As a results, all the 12 members of the C. nankingense OsNAC7 subfamily played a role in roots, stems, and leaves. The expression levels of most of the OsNAC7 genes were generally low in the roots and leaves but high in the stems. However, differences in the expression levels were observed during different root, stem, and leaf developmental stages. Ten out of the 12 members in the OsNAC7 subfamily were expressed at higher levels in the stems at 44 d, including CHR00068684, CHR00042500, CHR00009966, CHR00043953, CHR00073261, CHR00032377, CHR00026420, CHR00003673, CHR00027311, and CHR00043175. CHR00048081 was expressed at high levels in the stems at 60 d. CHR00020838 was expressed at high levels in the stems during the whole growth process, which were much higher than those in roots and leaves. Five out of the 12 members in the OsNAC7 subfamily were significantly related to root growth. Among the 12 members. CHR00048081-RA was expressed at a higher level at 28 d, CHR00020838-RA and CHR00043175-RA had higher levels at 44 d, and CHR00009966-RA and CHR00073261-RA had higher levels at 44 d and 60 d. Five out of the 12 genes were expressed at higher levels in leaves at 60 d, such as CHR00043953-RA, CHR00032377-RA, CHR00026420-RA, CHR00003673-RA, and CHR00043175-RA.

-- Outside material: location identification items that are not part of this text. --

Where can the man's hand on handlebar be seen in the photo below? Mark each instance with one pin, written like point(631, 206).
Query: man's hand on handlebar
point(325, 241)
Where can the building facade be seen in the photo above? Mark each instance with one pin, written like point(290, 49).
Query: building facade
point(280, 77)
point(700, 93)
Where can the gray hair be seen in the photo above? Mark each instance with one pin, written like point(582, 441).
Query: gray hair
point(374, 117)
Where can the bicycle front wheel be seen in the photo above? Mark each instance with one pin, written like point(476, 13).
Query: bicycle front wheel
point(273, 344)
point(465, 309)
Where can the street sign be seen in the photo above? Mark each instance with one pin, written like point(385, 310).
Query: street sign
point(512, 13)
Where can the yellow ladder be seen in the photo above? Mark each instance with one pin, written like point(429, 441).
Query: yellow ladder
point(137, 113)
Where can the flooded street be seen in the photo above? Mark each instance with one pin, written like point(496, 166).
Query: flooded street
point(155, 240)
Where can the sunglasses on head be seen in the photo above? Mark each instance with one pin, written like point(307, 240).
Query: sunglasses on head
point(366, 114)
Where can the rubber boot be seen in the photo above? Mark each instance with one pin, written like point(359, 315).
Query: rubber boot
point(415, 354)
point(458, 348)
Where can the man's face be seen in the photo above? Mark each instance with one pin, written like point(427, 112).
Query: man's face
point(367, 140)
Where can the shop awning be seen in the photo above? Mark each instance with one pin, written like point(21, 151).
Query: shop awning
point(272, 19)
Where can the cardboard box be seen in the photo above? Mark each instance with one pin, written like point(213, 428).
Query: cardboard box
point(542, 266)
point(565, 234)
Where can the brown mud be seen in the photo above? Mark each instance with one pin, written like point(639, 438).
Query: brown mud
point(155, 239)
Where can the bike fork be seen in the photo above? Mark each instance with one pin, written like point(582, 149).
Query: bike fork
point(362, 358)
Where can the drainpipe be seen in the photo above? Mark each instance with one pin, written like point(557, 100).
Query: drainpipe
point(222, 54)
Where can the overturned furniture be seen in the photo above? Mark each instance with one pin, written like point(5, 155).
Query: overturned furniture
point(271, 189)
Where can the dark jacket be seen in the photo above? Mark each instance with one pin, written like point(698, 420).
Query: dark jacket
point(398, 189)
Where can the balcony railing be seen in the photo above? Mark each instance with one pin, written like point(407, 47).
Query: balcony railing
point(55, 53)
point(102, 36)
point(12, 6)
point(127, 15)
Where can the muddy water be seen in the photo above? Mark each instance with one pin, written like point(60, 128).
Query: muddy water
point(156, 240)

Expression analysis of the C. nankingense OsNAC7 subfamily genes under the osmotic and salt stress treatments

All A. thaliana OsNAC7 subfamily genes are associated with secondary metabolism (Yamaguchi et al., 2008). However, among the O. sativa OsNAC7 subfamily genes, ONAC106 inhibits leaf senescence and also increases salt damage and tillering angle (Fang et al., 2008; Sakuraba et al., 2015); the expression levels of ONAC052, ONAC056, and ONAC084 are downregulated under high salt and drought conditions (Sun et al., 2015). Here, we analyzed the expression levels of the C. nankingense OsNAC7 subfamily genes under osmotic and salt stresses (Fig. 7, Fig. 8, Table S3).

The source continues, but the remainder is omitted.